ここのところ流行はHDMI(ARC)付き2chプリメインアンプ。ついには6系統のHDMIセレクター付きデノンDRA-900Hまで登場しています。でも、これらはいずれもリニアPCM2chでの信号処理しかできません。「ホームシアター」を推進してきたアバックとしては、リアや天井にスピーカーを設置できる環境があるならぜひ「マルチch」を実践して欲しいのです。

▼その根拠はコチラ!
(コラム)「AVアンプはなぜ必要なの?」

そこで、昨年末に発売され実売価格が10万円そこそこになっているAVアンプ、マランツ「CINEMA70s」に着目!改めてレビューしたいと思います。


[特徴]

●製品のポイント
・現存する随一の薄型AVアンプ
・4K/8K、イマーシブオーディオなど新世代フォーマット対応
・7chアンプ&7.2chプリアウト

●実際使ってみたら凄かった!
・必要にして十分な超ハイコストパフォーマンス
・艶のある高域と繋がりのいい立体音場
・「HEOS」アプリを使ったネットワーク音源が快適

●こんな人には別モデルの方がいいかも
・AVはやりたいがマルチchはやらない
 →HDMI入力付きプリメインアンプを
高いデザイン性 “ラックに収まる”薄型から、“魅せる”薄型へ

常にAVアンプのベストバイを走り続けてきたマランツの薄型AVアンプ。「マランツNRシリーズをオススメモデルとともに振り返る」(https://www.avac.co.jp/buy/10767/usedvol.6)にあるとおり、時代とともに着実に進化を遂げてはことごとくヒットしてきたわけですが、このたび遂にフロントフェイスが一新。マランツのアイコンである丸い窓にシンメトリーのノブ、背後にフィボナッチ関数を彷彿させる有機的な湾曲パネルをあしらう最新のデザインに一変しました。これまでは「ラックに収まる高さ」ということで薄型が重宝されてきたわけですが、こんなデザインなら棚置きでもリビングに置けそうです。

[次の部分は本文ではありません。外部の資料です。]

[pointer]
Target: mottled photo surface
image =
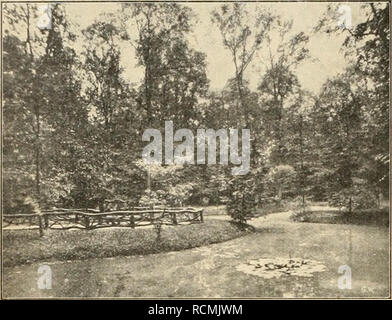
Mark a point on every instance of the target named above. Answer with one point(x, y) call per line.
point(195, 150)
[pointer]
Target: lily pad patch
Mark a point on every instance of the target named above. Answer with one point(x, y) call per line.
point(269, 268)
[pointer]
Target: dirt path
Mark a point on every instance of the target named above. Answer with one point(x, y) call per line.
point(211, 271)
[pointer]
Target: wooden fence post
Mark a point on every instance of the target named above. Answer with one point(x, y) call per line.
point(132, 221)
point(41, 231)
point(46, 219)
point(87, 222)
point(174, 218)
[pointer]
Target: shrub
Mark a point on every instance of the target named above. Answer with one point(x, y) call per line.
point(242, 201)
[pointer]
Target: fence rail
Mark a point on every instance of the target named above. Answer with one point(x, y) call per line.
point(89, 219)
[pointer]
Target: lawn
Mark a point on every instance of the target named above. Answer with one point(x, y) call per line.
point(25, 246)
point(214, 270)
point(377, 217)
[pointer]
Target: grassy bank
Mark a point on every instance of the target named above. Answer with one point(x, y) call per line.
point(25, 246)
point(378, 217)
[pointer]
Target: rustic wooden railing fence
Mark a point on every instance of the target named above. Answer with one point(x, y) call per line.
point(89, 219)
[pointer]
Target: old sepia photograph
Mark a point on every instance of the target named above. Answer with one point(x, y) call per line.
point(195, 150)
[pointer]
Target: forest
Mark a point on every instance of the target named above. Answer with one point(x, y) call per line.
point(73, 122)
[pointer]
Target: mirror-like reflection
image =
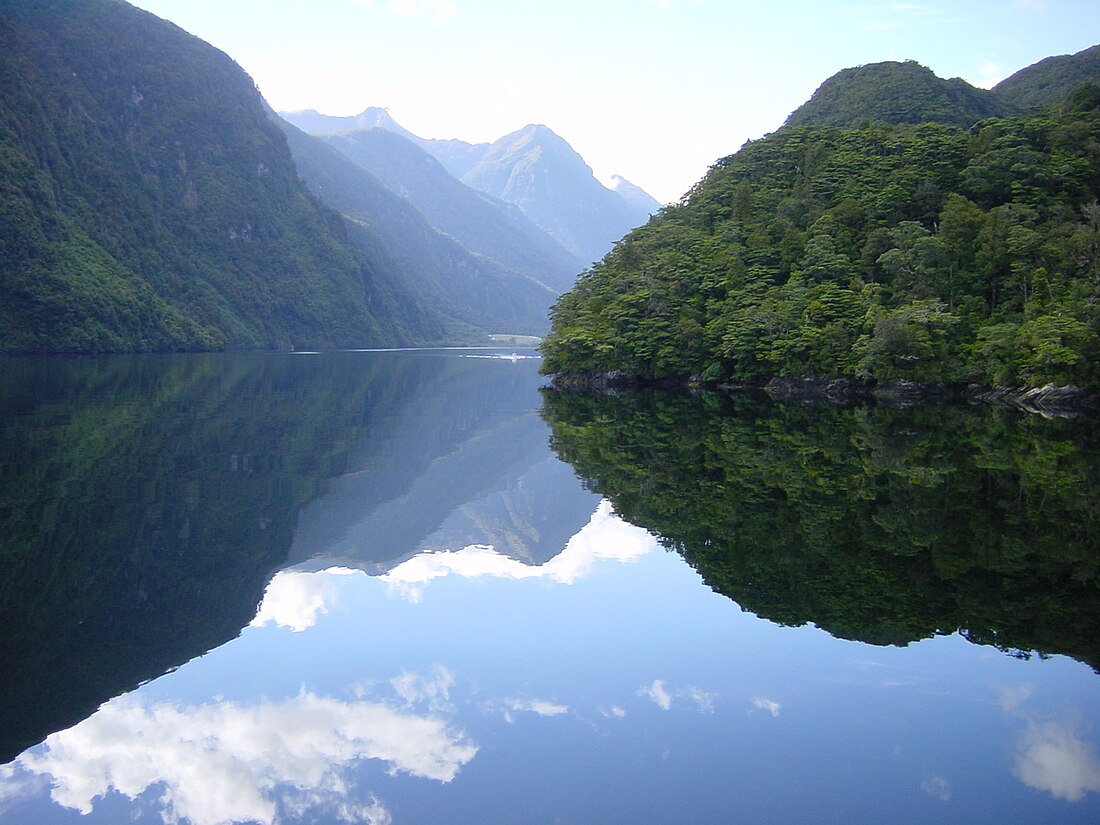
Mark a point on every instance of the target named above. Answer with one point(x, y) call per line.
point(381, 597)
point(875, 524)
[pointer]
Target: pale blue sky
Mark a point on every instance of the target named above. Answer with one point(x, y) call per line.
point(655, 90)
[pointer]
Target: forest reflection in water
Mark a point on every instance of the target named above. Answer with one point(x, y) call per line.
point(876, 524)
point(453, 629)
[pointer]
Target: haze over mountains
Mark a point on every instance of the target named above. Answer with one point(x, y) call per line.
point(532, 167)
point(151, 200)
point(898, 228)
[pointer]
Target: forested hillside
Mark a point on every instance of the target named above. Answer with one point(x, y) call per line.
point(897, 92)
point(1051, 80)
point(147, 202)
point(914, 251)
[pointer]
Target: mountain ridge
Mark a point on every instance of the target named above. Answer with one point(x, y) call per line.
point(563, 197)
point(149, 204)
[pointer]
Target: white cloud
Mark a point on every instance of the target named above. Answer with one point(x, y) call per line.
point(435, 689)
point(606, 536)
point(659, 695)
point(937, 788)
point(662, 696)
point(1052, 757)
point(704, 700)
point(295, 600)
point(760, 703)
point(228, 762)
point(512, 706)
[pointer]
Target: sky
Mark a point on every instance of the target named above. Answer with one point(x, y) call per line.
point(653, 90)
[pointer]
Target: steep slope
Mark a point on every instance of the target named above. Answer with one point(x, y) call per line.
point(542, 175)
point(897, 92)
point(149, 204)
point(471, 288)
point(906, 252)
point(1051, 80)
point(457, 156)
point(532, 168)
point(482, 224)
point(635, 195)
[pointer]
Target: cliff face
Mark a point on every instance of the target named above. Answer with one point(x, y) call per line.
point(147, 202)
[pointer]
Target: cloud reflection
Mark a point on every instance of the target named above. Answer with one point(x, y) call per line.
point(228, 762)
point(761, 703)
point(1051, 755)
point(606, 536)
point(295, 600)
point(661, 696)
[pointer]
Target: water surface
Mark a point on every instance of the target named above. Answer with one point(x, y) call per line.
point(371, 587)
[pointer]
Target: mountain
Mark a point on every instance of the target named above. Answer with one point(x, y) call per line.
point(147, 202)
point(482, 224)
point(532, 168)
point(1051, 80)
point(879, 253)
point(473, 289)
point(635, 195)
point(541, 174)
point(457, 156)
point(897, 92)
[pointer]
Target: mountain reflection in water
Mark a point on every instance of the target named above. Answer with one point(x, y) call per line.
point(879, 525)
point(452, 627)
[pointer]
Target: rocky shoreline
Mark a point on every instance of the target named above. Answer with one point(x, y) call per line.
point(1048, 399)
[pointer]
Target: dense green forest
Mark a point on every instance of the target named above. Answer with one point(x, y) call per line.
point(876, 524)
point(925, 251)
point(147, 202)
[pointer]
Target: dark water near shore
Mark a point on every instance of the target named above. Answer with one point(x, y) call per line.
point(373, 587)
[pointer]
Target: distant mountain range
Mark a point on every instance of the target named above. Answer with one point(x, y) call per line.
point(151, 200)
point(898, 227)
point(532, 168)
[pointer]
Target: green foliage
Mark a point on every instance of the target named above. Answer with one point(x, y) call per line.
point(880, 525)
point(919, 252)
point(146, 202)
point(897, 92)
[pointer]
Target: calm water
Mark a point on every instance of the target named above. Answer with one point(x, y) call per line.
point(367, 587)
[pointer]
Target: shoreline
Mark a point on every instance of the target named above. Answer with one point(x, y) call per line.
point(1048, 399)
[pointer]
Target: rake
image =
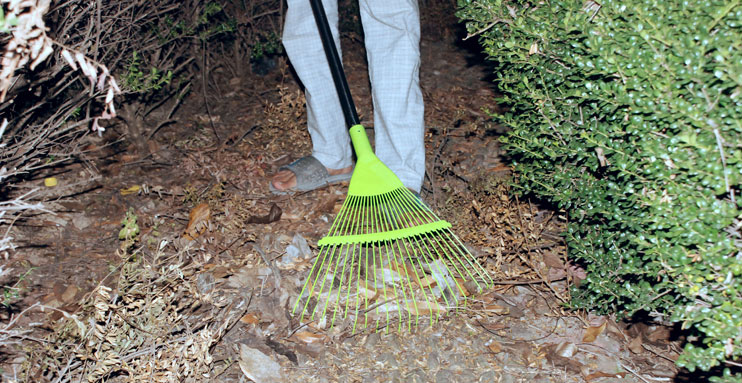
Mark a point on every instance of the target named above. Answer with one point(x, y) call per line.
point(387, 256)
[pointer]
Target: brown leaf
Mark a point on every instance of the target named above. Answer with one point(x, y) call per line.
point(272, 216)
point(598, 374)
point(553, 260)
point(494, 326)
point(328, 204)
point(250, 318)
point(197, 220)
point(658, 333)
point(308, 337)
point(636, 345)
point(495, 347)
point(427, 281)
point(69, 293)
point(496, 309)
point(592, 333)
point(460, 283)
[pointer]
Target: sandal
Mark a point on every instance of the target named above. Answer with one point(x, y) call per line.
point(310, 175)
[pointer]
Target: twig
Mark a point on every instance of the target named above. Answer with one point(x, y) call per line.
point(204, 85)
point(270, 264)
point(627, 368)
point(724, 165)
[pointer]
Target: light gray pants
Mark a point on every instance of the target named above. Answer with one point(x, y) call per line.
point(392, 34)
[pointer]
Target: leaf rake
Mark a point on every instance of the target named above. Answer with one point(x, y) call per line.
point(387, 255)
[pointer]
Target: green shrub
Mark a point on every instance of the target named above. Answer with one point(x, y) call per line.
point(628, 114)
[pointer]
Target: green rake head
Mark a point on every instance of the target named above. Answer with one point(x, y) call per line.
point(387, 258)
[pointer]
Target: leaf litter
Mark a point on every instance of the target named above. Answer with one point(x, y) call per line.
point(209, 299)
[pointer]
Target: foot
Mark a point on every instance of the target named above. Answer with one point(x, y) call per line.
point(285, 179)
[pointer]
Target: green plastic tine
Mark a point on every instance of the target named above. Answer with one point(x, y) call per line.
point(301, 294)
point(399, 264)
point(481, 270)
point(394, 207)
point(349, 226)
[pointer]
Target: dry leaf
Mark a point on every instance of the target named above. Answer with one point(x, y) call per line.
point(494, 326)
point(565, 349)
point(658, 333)
point(426, 307)
point(197, 221)
point(495, 347)
point(598, 374)
point(427, 281)
point(272, 216)
point(553, 260)
point(592, 333)
point(462, 288)
point(69, 293)
point(309, 337)
point(636, 345)
point(130, 190)
point(496, 309)
point(259, 367)
point(369, 293)
point(250, 318)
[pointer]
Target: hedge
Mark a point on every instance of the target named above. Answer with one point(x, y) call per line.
point(628, 115)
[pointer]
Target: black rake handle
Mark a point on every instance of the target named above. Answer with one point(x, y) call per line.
point(336, 66)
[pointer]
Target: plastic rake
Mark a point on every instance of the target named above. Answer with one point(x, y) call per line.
point(387, 258)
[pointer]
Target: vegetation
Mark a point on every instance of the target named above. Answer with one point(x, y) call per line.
point(628, 115)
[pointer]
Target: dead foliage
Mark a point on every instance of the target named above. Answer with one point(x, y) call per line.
point(154, 322)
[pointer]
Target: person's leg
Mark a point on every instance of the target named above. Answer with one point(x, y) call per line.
point(392, 34)
point(327, 127)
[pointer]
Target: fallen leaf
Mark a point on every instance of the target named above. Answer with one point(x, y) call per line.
point(658, 333)
point(328, 204)
point(553, 260)
point(494, 326)
point(598, 374)
point(272, 216)
point(130, 190)
point(259, 367)
point(309, 337)
point(426, 307)
point(69, 293)
point(565, 349)
point(591, 333)
point(197, 220)
point(368, 293)
point(427, 281)
point(462, 288)
point(495, 347)
point(496, 309)
point(250, 318)
point(636, 345)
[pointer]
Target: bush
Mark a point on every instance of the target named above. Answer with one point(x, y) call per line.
point(628, 115)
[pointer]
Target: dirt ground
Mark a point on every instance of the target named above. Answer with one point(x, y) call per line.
point(203, 291)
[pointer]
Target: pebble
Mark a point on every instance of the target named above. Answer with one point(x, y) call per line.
point(433, 362)
point(372, 341)
point(388, 360)
point(417, 376)
point(444, 376)
point(466, 376)
point(488, 376)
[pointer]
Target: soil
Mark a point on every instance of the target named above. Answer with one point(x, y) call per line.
point(202, 203)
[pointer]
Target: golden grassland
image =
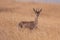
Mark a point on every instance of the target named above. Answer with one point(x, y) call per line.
point(12, 14)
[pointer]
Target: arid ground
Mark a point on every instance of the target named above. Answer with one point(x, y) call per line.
point(12, 14)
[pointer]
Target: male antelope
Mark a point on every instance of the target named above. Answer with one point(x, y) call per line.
point(31, 24)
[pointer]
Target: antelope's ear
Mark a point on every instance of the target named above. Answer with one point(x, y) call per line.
point(40, 9)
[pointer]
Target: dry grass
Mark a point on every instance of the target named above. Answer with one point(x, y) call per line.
point(48, 26)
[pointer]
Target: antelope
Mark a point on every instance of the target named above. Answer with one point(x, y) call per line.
point(31, 24)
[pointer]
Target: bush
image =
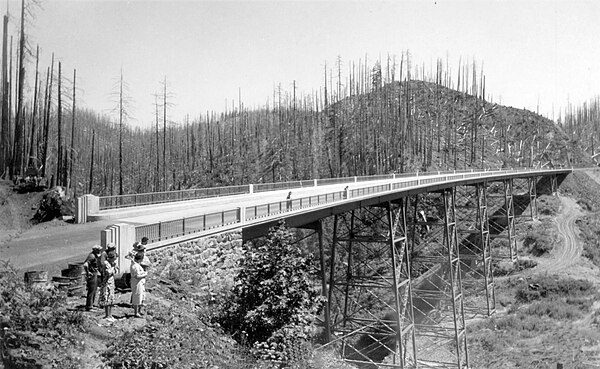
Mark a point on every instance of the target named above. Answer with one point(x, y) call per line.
point(543, 286)
point(273, 301)
point(35, 317)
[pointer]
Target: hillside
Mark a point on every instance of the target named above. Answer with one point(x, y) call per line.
point(399, 127)
point(420, 125)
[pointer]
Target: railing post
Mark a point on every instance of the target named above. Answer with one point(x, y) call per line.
point(123, 236)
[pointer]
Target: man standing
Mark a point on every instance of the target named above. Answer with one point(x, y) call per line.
point(90, 266)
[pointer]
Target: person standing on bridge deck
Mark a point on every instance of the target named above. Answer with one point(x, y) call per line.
point(138, 284)
point(90, 266)
point(289, 201)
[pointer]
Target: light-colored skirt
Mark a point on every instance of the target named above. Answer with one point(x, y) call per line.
point(107, 293)
point(138, 291)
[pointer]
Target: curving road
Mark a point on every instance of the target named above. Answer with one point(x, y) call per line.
point(568, 252)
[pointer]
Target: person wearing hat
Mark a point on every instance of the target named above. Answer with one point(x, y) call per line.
point(103, 257)
point(138, 284)
point(107, 283)
point(90, 267)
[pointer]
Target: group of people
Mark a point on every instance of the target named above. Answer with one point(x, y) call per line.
point(100, 268)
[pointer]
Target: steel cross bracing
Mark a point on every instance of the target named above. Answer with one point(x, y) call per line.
point(524, 198)
point(438, 296)
point(475, 249)
point(394, 286)
point(502, 220)
point(370, 299)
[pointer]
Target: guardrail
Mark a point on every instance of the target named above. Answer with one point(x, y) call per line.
point(139, 199)
point(176, 228)
point(133, 200)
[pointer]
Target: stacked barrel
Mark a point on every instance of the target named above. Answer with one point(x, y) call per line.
point(72, 279)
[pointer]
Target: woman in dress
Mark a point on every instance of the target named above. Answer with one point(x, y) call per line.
point(107, 284)
point(138, 284)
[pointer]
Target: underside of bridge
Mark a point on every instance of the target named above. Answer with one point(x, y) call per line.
point(401, 276)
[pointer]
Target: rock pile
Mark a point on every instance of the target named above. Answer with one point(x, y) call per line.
point(210, 264)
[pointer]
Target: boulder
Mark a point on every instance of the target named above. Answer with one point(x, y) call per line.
point(54, 204)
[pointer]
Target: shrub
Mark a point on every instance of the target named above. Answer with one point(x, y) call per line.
point(273, 301)
point(542, 286)
point(36, 316)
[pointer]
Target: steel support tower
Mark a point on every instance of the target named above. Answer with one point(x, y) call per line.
point(475, 249)
point(370, 309)
point(438, 296)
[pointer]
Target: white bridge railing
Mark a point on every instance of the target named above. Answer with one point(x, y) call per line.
point(161, 231)
point(168, 232)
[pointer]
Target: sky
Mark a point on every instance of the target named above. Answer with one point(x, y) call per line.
point(535, 54)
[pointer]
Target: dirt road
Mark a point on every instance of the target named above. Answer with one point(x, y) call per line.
point(567, 252)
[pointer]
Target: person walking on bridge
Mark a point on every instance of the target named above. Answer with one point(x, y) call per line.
point(289, 201)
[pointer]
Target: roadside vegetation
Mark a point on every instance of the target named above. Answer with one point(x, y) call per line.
point(549, 320)
point(38, 329)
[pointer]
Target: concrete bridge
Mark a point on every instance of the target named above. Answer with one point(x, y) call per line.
point(403, 244)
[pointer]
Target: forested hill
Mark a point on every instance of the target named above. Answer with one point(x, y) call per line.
point(393, 127)
point(419, 125)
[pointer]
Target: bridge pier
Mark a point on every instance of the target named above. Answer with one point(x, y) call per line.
point(438, 294)
point(475, 249)
point(502, 219)
point(370, 294)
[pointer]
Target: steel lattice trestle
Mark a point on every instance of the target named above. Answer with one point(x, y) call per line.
point(438, 296)
point(475, 250)
point(370, 298)
point(502, 219)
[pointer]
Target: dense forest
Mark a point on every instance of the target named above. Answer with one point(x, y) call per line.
point(368, 117)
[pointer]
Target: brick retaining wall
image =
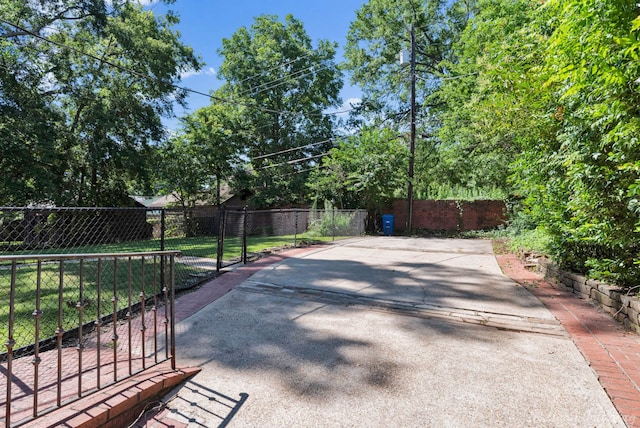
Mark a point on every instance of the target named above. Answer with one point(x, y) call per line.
point(624, 308)
point(451, 215)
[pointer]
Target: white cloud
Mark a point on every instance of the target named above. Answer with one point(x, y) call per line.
point(351, 103)
point(345, 108)
point(210, 71)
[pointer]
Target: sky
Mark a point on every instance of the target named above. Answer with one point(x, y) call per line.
point(204, 23)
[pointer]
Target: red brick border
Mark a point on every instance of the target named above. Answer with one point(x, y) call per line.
point(612, 352)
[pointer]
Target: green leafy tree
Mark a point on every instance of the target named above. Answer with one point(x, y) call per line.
point(366, 170)
point(381, 30)
point(494, 105)
point(216, 134)
point(286, 85)
point(103, 74)
point(593, 61)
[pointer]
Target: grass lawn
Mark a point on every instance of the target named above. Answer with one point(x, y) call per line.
point(114, 280)
point(26, 280)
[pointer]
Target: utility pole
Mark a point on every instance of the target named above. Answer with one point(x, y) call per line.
point(412, 142)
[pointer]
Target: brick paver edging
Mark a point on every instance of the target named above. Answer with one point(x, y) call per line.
point(612, 352)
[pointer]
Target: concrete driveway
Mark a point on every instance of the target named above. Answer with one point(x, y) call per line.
point(379, 332)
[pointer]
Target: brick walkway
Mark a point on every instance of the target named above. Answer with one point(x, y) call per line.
point(612, 352)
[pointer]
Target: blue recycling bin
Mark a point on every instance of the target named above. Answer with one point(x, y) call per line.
point(387, 224)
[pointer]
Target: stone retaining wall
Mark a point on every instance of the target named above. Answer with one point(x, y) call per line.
point(624, 308)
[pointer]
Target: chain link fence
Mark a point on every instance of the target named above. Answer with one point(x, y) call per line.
point(209, 239)
point(70, 277)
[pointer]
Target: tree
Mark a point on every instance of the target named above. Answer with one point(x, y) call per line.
point(217, 139)
point(365, 170)
point(381, 30)
point(494, 104)
point(103, 74)
point(286, 85)
point(592, 62)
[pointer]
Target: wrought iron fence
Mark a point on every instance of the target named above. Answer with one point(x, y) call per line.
point(87, 321)
point(72, 278)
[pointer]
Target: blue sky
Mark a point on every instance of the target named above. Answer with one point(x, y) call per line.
point(204, 23)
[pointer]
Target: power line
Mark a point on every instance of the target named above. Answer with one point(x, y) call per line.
point(146, 77)
point(291, 162)
point(292, 149)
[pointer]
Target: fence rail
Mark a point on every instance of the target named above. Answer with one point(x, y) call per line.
point(73, 279)
point(86, 320)
point(209, 237)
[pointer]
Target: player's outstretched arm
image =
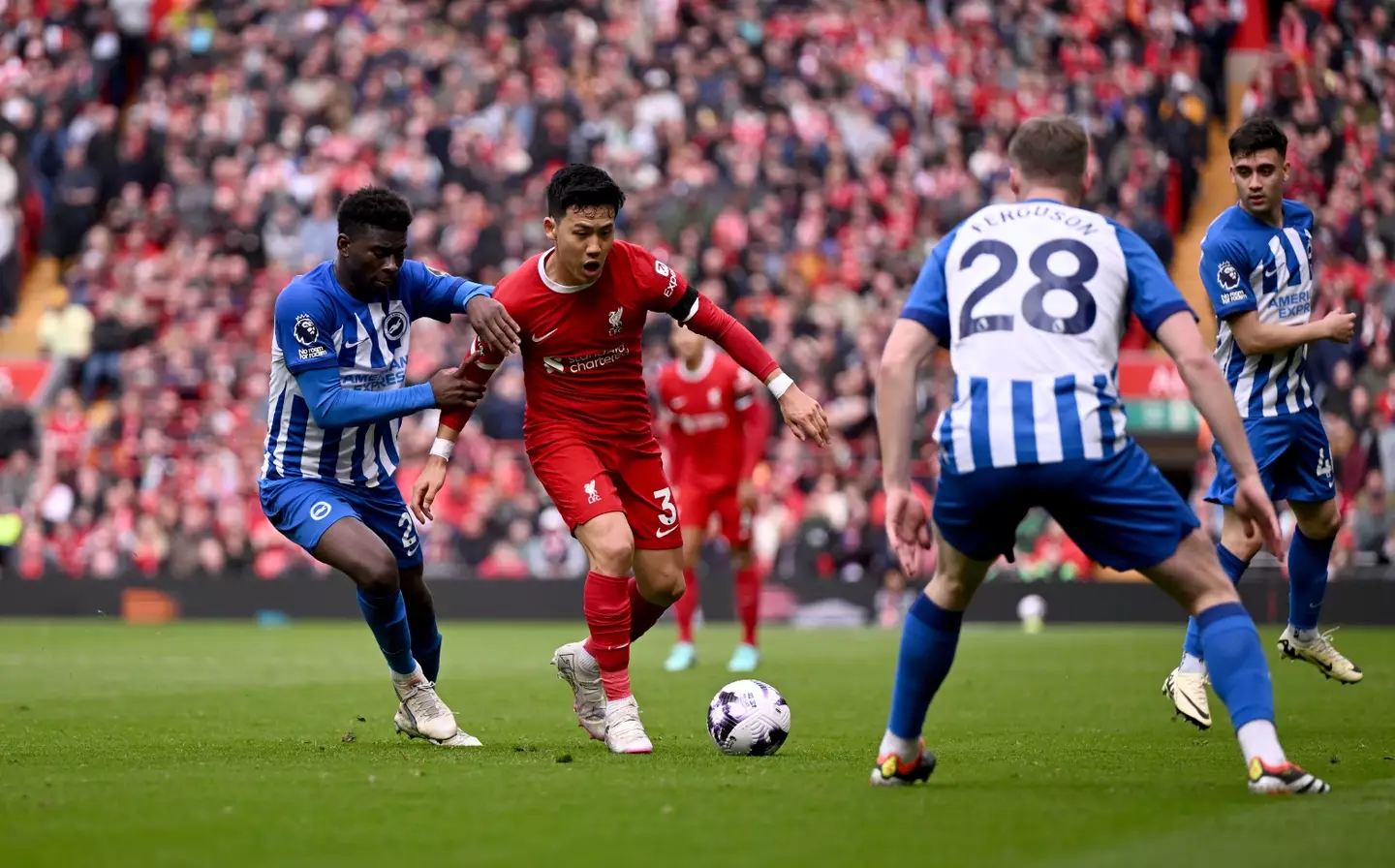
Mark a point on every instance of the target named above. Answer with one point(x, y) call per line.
point(476, 370)
point(909, 345)
point(438, 294)
point(333, 406)
point(1211, 393)
point(802, 415)
point(1262, 338)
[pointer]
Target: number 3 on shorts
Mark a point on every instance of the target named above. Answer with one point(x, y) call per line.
point(666, 503)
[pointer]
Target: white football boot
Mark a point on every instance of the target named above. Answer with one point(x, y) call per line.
point(459, 740)
point(423, 710)
point(579, 668)
point(1319, 653)
point(624, 731)
point(1285, 779)
point(1189, 696)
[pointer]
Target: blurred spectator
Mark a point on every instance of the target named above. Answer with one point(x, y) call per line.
point(16, 423)
point(1055, 557)
point(893, 601)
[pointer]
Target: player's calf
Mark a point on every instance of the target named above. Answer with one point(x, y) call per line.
point(1235, 659)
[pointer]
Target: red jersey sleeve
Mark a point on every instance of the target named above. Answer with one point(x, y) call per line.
point(657, 285)
point(481, 361)
point(665, 291)
point(478, 367)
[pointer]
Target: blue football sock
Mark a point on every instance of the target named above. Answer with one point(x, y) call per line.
point(1235, 569)
point(387, 617)
point(1239, 671)
point(928, 645)
point(1308, 578)
point(425, 648)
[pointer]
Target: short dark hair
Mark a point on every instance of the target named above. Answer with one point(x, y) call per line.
point(1052, 149)
point(1258, 135)
point(582, 186)
point(373, 206)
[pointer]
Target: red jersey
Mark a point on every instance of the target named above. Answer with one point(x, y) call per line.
point(712, 447)
point(580, 345)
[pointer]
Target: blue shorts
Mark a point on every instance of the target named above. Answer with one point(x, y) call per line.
point(1293, 456)
point(304, 509)
point(1119, 510)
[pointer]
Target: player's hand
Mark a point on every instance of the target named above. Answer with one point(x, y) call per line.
point(425, 487)
point(494, 324)
point(1341, 326)
point(804, 416)
point(747, 496)
point(907, 528)
point(1252, 504)
point(452, 391)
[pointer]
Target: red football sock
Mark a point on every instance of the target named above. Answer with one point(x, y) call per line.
point(607, 615)
point(642, 613)
point(748, 602)
point(687, 605)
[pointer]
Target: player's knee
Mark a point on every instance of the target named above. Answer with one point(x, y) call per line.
point(612, 553)
point(377, 574)
point(1322, 525)
point(666, 586)
point(948, 591)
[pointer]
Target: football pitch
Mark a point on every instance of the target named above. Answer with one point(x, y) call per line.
point(227, 744)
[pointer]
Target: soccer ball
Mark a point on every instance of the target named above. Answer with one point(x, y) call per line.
point(748, 718)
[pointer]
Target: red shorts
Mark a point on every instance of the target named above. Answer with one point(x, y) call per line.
point(697, 506)
point(587, 479)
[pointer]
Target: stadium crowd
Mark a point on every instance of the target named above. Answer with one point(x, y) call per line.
point(794, 158)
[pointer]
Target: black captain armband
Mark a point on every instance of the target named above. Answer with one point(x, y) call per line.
point(685, 307)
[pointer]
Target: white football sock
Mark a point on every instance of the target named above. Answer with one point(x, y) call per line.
point(904, 748)
point(1192, 665)
point(1260, 738)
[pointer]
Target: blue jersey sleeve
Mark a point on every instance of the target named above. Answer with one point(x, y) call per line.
point(1153, 296)
point(437, 294)
point(1225, 271)
point(306, 324)
point(928, 301)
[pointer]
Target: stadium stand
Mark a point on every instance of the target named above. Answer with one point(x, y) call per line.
point(795, 159)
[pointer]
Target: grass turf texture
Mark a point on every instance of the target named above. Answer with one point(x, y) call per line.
point(224, 744)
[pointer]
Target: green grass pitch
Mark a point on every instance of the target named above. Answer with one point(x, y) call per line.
point(224, 744)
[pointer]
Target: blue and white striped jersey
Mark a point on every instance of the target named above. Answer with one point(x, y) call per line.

リモコンはシンプルですがわかりやすく、右サイドにあるバックライトボタンを押すと5秒点灯するのがニクい!

AVアンプの「基準」が10万円で得られる!

結論から書くと、このCINEMA70sは、「最初に買って長く使えるAVアンプとして最適なモデル」のひとつなのです。

というのも、次の2つの要望を備えているから。
(1)音質的にも定価10万円以下のものとは一線を画す基本性能を持っていること
(2)長く楽しむことを考えると“水平方向”のいわゆる「5.1chサラウンド」に、“上下方向”が加わるDolby Atmosら立体音響(イマーシヴサウンド)を楽しむための2chを加えた7.1chは欲しい

以下のアバックWebコラムも合わせてお読みいただけると嬉しいです。

▼イマーシヴオーディオやるなら最低7.1chはほしい
(コラム)vol.2「AVやるなら最低限何チャンネル必要?」

しかもこのモデル、7chのパワーアンプを内蔵するほか、なんとプリアウトも持っています!サウンドのカギになるフロント2chを外部アンプに委ねてグレードアップもできるんです。パワーアンプ、ないしアンプ入力を持つ良質のプリメインアンプを中古ででも入手して繋いでみたりできます。競合するソニーSTR-AN1000などにはない魅力。これは力説したい!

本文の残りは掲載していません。